Real estate broker Mark Tarczynski, the listing agent for the property, said that because of its large size, a diversified development can be built there, with the existing office building possibly incorporated into any development as an adaptive reuse element.


"You could do some low rise and you could do high rise; you could do condos and rentals the whole spectrum," said Tarczynski, a senior vice president at CB Richard Ellis Group Inc. "It's large enough to have a variety of product and a very diverse community, some of which being affordable. You really could have a high impact project on these four acres that could change the community for the better."

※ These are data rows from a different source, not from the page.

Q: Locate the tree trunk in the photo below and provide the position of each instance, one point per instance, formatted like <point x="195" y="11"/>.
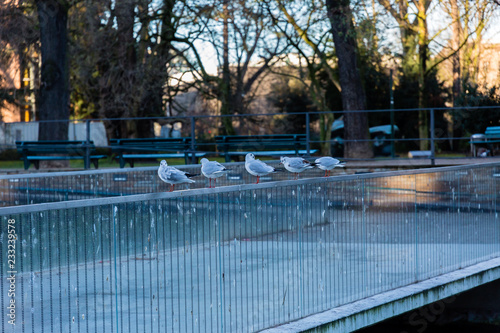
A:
<point x="227" y="122"/>
<point x="353" y="95"/>
<point x="423" y="45"/>
<point x="54" y="88"/>
<point x="456" y="27"/>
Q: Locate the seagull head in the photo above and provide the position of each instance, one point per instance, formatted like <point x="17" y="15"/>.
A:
<point x="249" y="157"/>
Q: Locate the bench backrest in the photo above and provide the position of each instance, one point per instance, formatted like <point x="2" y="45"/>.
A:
<point x="54" y="147"/>
<point x="492" y="132"/>
<point x="150" y="144"/>
<point x="260" y="142"/>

The property is in Councilman Ed Reyes' district, an older part of the city where it is more difficult to assemble large parcels. That it is available as one large block has prompted the councilman to support the sale and future housing development.


"To have an assembled parcel is a great opportunity," said Gerald Gubatan, chief planning deputy for Reyes.


The property is part of the Central City West Specific Plan area, which requires a 15 percent set aside for affordable housing. Developers can opt out of building affordable housing by paying a fee of $97,000 per affordable unit they opt to not build. That money is put into the area's housing trust fund, which could then go to build affordable housing in the area.


"With flow of investment and infusion of new development west of the 110 freeway some developers have opted to pay the in-lieu fee," Gubatan said.


And while there are some high-end developments in the area, such as the 1100 Wilshire condo tower, more typical are moderately priced developments, such as Astani Enterprises Inc.'s Vero, which has about half of its 200 units in the $400,000 range.


"The market has been relatively strong west of the freeway it's a completely different price point and product than near Staples Center," said Rich Mayo of O'Donnell/Atkins, who represented Moinian Group in its August deal. "I think the Good Samaritan property is a great piece of property."


According to sources familiar with the downtown real estate market, the lot directly east of the hospital will fetch between $30 and $50 million.


Leeka said that Good Samaritan will use the profits to build a medical office building with an outpatient pavilion. He said that the hospital is growing and needs space for expansion.


The new building, which could rise as high as nine stories, would be located next to a nine-story medical office building the hospital owns across the street from Good Samaritan Hospital.


Leeka said the hospital waited to sell the four-acre parcel until it was ready to expand. "The trustees, over the course of decades, had the foresight to assemble properties for a day like today," he said.